‘What do you know about that plane?’
‘Used to see it up in the air when I was a kid. That’d be in the sixties. We didn’t have the Bush Poetry Muster then … this was still a dairy town, and the Ag Show was a big deal for all the locals. I remember that plane swooping down over the old fairground so low I nearly crapped my pants.’
‘Wow. How I would have loved to have seen it in the air.’
‘Might be a bit of news footage if you contacted the ABC.’
Yes! She hadn’t thought of that!
‘Ken, do you have any idea why the plane might have been abandoned by the family?’
‘The accident, I expect. I don’t recall the details, but when the young Bluett boy was killed—that’d be your father, I’m guessing—it knocked the stuffing out of his parents.’
‘Did you know them?’
‘Not really. Sorry, love. I wish there was more I could tell you.’
She sighed. ‘Me too. Carol and I have found a military museum in Brisbane that’s home to a big New Guinea collection who would be thrilled to take the Wirraway if we can get it to them.’

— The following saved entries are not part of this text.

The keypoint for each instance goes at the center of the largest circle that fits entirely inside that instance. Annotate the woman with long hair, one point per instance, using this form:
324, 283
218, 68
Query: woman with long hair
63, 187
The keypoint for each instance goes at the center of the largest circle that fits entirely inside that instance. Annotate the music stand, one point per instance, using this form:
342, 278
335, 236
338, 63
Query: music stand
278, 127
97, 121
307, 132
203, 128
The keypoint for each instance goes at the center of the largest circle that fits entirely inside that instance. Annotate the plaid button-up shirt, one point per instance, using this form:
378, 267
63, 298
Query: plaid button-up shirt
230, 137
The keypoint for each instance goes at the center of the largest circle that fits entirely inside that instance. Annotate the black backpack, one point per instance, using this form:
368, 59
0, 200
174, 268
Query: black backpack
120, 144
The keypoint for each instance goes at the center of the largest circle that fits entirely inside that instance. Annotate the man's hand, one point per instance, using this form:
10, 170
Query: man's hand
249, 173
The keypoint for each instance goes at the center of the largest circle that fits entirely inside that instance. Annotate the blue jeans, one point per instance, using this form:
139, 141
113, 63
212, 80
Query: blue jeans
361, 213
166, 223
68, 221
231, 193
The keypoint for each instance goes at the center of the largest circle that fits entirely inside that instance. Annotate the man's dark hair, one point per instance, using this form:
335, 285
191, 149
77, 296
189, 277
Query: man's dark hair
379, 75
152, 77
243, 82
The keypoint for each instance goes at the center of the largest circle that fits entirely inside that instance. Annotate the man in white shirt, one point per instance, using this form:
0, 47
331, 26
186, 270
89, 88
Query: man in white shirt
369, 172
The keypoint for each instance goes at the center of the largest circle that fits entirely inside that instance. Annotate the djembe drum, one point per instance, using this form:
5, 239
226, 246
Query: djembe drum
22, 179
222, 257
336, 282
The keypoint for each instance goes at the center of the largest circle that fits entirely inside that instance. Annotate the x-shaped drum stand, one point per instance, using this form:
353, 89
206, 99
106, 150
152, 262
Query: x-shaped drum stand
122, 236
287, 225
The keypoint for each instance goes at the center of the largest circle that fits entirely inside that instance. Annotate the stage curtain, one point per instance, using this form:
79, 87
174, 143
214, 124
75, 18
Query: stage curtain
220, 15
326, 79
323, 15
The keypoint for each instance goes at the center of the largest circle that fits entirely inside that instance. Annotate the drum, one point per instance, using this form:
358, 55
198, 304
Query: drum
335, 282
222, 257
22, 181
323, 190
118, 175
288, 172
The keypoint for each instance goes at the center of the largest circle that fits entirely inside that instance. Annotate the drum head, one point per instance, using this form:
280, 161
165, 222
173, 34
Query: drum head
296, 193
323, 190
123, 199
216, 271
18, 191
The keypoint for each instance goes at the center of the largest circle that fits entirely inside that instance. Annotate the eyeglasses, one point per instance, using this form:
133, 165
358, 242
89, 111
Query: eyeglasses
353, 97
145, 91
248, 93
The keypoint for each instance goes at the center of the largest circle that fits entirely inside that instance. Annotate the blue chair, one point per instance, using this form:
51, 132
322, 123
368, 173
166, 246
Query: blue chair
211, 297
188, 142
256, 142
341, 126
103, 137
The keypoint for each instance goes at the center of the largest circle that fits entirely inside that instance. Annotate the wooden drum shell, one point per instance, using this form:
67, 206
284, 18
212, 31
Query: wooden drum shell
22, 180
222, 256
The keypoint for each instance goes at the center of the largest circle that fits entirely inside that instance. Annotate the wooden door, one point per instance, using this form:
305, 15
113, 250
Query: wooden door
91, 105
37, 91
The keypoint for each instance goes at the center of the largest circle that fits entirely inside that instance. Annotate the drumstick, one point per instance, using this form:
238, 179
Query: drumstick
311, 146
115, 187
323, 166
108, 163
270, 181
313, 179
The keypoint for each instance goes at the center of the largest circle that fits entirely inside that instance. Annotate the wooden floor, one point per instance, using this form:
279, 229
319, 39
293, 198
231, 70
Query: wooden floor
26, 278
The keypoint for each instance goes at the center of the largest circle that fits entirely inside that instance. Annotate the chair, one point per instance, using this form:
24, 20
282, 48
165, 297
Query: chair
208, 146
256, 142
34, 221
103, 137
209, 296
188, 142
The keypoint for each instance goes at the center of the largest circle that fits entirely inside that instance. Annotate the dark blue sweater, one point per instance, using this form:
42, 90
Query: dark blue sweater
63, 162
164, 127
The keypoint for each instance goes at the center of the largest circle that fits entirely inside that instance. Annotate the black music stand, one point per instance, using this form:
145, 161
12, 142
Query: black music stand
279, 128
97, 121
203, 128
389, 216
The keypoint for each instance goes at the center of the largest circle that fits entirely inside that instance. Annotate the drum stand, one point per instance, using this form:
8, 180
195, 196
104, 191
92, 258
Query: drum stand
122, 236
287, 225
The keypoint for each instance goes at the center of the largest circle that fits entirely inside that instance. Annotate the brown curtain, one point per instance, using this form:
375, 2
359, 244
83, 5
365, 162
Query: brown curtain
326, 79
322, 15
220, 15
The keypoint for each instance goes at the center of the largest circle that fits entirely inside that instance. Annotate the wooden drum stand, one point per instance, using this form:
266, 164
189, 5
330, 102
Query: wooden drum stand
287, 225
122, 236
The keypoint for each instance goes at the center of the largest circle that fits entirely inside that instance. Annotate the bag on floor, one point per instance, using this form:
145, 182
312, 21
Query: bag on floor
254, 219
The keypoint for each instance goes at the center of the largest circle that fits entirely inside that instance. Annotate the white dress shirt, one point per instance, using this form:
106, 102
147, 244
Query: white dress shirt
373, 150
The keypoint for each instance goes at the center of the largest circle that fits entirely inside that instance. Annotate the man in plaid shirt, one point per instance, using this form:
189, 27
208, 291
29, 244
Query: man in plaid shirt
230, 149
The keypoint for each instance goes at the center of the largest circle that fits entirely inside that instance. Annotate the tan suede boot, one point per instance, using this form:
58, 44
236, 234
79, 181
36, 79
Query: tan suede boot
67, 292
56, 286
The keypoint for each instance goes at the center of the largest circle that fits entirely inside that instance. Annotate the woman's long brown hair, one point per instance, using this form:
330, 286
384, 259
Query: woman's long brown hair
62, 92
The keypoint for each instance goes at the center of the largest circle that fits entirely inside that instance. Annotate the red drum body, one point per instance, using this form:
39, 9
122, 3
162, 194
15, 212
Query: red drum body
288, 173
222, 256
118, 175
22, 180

Ken nodded. ‘Be a big job moving it.’
‘Yep.’ Big and expensive, but she was going to worry about that when she knewhowbig and expensive. ‘Those farmstay cottages, they were taken up the hill on wide-bed trucks. Like, two wholehouses and an old railway station. That’s what gave me the idea that moving the plane might be possible.’
Ken clicked his mug to hers. ‘Sounds to me like you know what you’re doing.’
If only she had Ken’s confidence.
‘Speaking of people who know what they’re doing … I reckon you might be looking at this year’s winner of The Billy Tea prize. Started a new poem this morning—just in my head, like, while I was deadheading the ixoras—but I’m liking it so far. Want to hear the first verse?’
She smiled. Who could say no to that? ‘Sure.’
Ken picked up his secateurs, held them in front of him like a microphone, and launched into speech.
’Twas windy in the morning, blowing leaves right off the trees,
When Kenny pegged his sheets to dry amid the gusty breeze;
But wooden pegs are prone to rot and blast! That day had come:
His favourite sheet, it filled with wind, and high away it spun.